Anthropic can not let people use its new model because it lacks the necessary capacity and/or money to provide for its use.
This is the reason why we are presented with a scare story and told about a necessity of close access.
The Mythos model is allegedly especially powerful in breaking into computer systems. The NY Times claims:
[Britain's] A.I. Security Institute, a government-backed organization, tested Mythos and published an independent evaluation last week, confirming that it could carry out complex cyberattacks that no previous A.I. model had completed.
In basic hacking tests Mythos indeed performed a tiny bit better than other models. But the A.I. Security Institute also found that the general cyberattack capabilities of all these models, including Mythos, are only rudimentary:
Mythos Preview's success on one cyber range indicates that it is at least capable of autonomously attacking small, weakly defended and vulnerable enterprise systems where access to a network has been gained. However, our ranges have important differences from real-world environments that make them easier targets. They lack security features that are often present, such as active defenders and defensive tooling. There are also no penalties for the model for undertaking actions that would trigger security alerts.
Said differently. These models can do amateur level hacking IF one allows them full open access to ones network AND disables all its defenses. That is of course not something any sane network administrator will do.
Other investigators also found that the allegedly scary Mythos model can't do what is claimed:
Anthropic's super-scary bug hunting model Mythos is shaping up to be a nothingburger - Register
Anthropic, in announcing the new model, claimed Mythos identified "thousands of additional high- and critical-severity vulnerabilities." VulnCheck researcher Patrick Garrity, however, put the count as of last week at maybe 40. Or maybe none at all.
Another engineer, Devansh, scoured the Mythos-related CVE advisories and Anthropic's exploit code, 44-prompt transcript, and 244-page system card, along with Glasswing partner agreements, red-team writeups.
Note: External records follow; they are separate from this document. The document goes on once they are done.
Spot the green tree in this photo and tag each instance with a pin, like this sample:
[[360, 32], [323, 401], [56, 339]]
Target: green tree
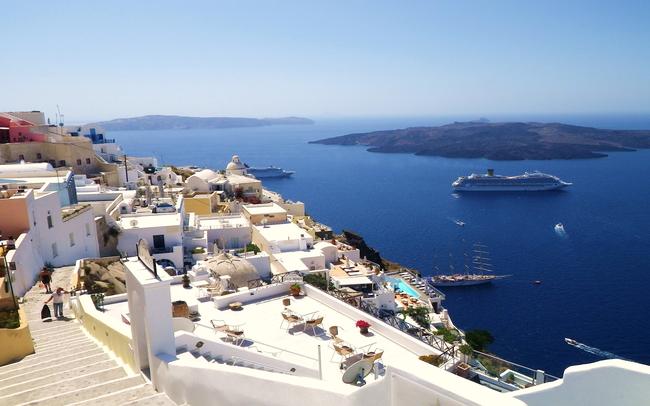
[[479, 339]]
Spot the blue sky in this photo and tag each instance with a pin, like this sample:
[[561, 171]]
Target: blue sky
[[325, 59]]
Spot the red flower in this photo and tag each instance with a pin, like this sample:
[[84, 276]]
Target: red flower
[[362, 324]]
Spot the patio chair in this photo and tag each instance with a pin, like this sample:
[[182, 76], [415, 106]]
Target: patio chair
[[343, 350], [291, 319], [235, 333], [334, 333], [374, 356], [219, 325], [183, 324], [313, 322]]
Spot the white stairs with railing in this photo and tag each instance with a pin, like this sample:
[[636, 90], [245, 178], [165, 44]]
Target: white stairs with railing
[[68, 367]]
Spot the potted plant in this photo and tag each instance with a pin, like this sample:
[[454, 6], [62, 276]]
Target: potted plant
[[294, 289], [198, 253], [466, 350], [186, 281], [363, 326]]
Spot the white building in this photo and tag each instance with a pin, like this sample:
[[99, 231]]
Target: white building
[[264, 213], [285, 237], [42, 177], [255, 358], [162, 231], [44, 232], [226, 232]]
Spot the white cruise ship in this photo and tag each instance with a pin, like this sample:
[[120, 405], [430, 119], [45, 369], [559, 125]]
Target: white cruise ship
[[533, 181]]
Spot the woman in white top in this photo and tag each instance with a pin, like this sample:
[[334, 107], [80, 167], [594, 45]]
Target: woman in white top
[[57, 299]]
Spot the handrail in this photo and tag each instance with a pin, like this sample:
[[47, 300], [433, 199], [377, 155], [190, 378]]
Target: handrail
[[265, 366], [264, 344]]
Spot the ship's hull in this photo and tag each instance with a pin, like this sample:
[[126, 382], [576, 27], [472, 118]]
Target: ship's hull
[[263, 173], [442, 284], [508, 188]]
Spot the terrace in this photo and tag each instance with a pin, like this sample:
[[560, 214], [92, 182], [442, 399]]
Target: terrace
[[297, 348], [72, 211]]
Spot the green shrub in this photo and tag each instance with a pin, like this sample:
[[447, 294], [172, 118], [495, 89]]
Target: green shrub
[[420, 315], [432, 359], [9, 319], [318, 281], [466, 349], [250, 248], [479, 339], [448, 335]]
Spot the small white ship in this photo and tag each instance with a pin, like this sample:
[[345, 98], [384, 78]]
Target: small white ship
[[529, 181], [269, 172], [474, 275]]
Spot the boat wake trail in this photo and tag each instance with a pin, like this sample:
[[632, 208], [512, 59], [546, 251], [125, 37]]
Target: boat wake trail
[[597, 351]]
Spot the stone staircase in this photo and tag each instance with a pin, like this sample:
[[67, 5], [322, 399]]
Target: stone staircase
[[68, 366], [218, 359]]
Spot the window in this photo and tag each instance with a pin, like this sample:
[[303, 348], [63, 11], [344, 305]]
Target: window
[[159, 241]]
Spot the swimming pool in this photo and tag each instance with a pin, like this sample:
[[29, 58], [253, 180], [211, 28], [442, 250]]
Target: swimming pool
[[402, 286]]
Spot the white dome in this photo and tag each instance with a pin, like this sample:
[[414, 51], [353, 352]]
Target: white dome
[[26, 168], [236, 165], [239, 270]]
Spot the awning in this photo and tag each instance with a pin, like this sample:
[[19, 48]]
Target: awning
[[354, 280]]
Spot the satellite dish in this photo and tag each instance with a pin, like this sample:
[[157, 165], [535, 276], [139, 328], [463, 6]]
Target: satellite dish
[[357, 372]]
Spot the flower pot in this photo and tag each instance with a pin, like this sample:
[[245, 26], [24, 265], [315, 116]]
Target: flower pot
[[180, 309], [199, 257]]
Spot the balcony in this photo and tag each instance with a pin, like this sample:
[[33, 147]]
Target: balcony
[[72, 211], [161, 250]]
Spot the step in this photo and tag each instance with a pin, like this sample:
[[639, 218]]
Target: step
[[59, 389], [52, 374], [39, 326], [82, 346], [58, 333], [63, 342], [159, 399], [9, 378], [41, 360], [89, 393], [61, 339], [121, 397], [53, 327]]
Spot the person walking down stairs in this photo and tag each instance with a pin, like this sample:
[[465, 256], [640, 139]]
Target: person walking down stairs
[[57, 300]]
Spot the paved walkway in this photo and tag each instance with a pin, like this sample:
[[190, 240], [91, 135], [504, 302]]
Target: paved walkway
[[68, 366]]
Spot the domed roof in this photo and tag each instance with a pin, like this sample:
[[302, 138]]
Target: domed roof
[[239, 270], [235, 164]]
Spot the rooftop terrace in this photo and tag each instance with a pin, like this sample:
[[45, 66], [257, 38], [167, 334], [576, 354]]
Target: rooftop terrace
[[267, 334]]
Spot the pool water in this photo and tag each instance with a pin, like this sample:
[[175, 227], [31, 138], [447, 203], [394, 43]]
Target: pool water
[[401, 286]]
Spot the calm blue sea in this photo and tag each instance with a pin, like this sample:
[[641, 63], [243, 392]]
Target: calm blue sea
[[595, 280]]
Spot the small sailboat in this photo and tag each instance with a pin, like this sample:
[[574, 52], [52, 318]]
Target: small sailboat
[[474, 275]]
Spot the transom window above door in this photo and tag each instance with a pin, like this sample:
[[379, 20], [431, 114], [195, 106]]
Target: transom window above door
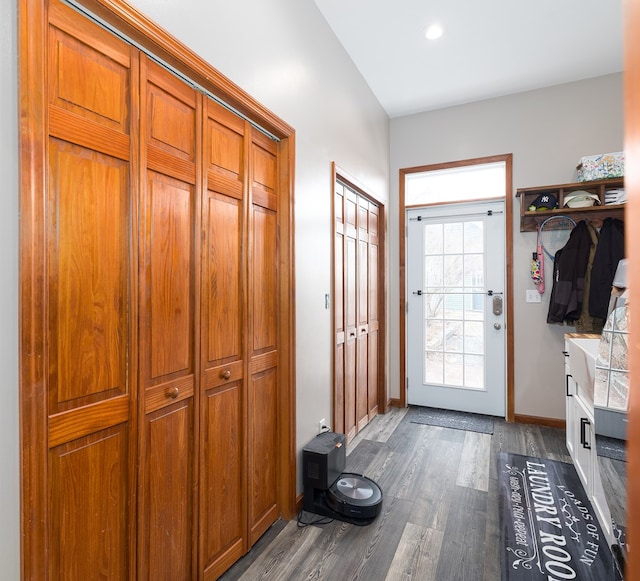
[[467, 183]]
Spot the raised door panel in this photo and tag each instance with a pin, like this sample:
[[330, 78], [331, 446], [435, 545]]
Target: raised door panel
[[89, 71], [223, 474], [88, 260], [350, 344], [89, 507], [168, 307], [263, 479], [338, 308], [223, 506], [374, 332], [374, 309], [350, 312], [87, 315], [169, 433], [263, 468], [362, 310], [169, 304]]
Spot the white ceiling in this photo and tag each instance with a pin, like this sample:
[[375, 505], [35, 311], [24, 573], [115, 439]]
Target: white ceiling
[[489, 48]]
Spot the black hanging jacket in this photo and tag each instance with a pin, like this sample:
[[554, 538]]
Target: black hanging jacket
[[609, 252], [569, 268]]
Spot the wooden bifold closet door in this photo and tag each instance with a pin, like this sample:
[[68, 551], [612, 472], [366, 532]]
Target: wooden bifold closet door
[[356, 310], [160, 264]]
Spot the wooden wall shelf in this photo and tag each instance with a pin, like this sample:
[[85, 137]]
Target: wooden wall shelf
[[530, 220]]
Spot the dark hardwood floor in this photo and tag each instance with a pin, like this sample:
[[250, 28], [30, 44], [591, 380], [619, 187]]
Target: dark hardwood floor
[[439, 519]]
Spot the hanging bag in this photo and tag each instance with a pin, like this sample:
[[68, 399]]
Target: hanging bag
[[537, 265]]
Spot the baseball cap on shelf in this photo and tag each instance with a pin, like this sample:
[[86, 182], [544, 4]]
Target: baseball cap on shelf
[[581, 199], [544, 202]]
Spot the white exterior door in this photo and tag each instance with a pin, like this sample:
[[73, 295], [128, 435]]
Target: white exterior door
[[455, 320]]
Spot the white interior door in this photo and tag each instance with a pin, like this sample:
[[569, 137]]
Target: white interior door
[[455, 296]]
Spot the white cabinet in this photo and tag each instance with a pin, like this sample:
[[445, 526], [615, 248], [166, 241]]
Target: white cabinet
[[581, 442]]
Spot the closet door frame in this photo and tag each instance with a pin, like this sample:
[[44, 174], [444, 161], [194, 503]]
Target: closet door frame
[[339, 381], [33, 43]]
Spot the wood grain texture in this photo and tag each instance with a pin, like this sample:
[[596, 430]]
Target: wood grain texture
[[430, 527], [415, 556], [120, 117], [474, 464]]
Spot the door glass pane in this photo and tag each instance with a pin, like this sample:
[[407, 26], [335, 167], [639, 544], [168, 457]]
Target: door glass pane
[[454, 303]]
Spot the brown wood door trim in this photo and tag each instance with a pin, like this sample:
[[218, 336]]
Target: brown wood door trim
[[508, 159], [339, 174], [632, 184]]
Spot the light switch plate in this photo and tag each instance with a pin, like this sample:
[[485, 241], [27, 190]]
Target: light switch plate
[[533, 296]]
He also looked at Aisle's replication study, which tested Mythos' showcase vulnerabilities on small, cheap, open-weights models and found they produced much of the same analysis.
Devansh ultimately concluded that while the bugs it found are real, the true Mythos story is "one of misinformation and hype."
So much for the veracity of the NY Times hype story linked above. That story also claimed that the announcement of the 'Mythos' model is a sign of U.S. superiority:
"For China I think this is the second wake-up call after ChatGPT," said Matt Sheehan, a senior fellow at the Carnegie Endowment for International Peace. He added that a U.S. policy to prevent China from obtaining the most sophisticated semiconductors for building advanced A.I. systems was helping to extend the U.S. lead.
Ahhh - those very "most sophisticated semiconductors"... as if China would need those...
DeepSeek previews new AI model adapted to run on Huawei chips - Reuters
BEIJING, April 24 (Reuters) - DeepSeek, the Chinese startup whose low-cost AI model stunned the world last year, on Friday launched a preview of a highly awaited new model adapted for Huawei chip technology, underlining China's growing self-sufficiency in the sector.
The Pro version of the new model outperforms other open-source models in world-knowledge benchmarks, trailing only Google's closed-source Gemini-Pro-3.1, DeepSeek said.
The close collaboration with Huawei on the new model, the V4, contrasts with DeepSeek's past reliance on Nvidia's chips.
Within some well defined circumstance and use-cases Artificial Intelligence models, including LLMs, are cost efficient and useful.
But the current false hype about LLM systems, and their (ab)use to create 'slop', will likely delay the more useful applications.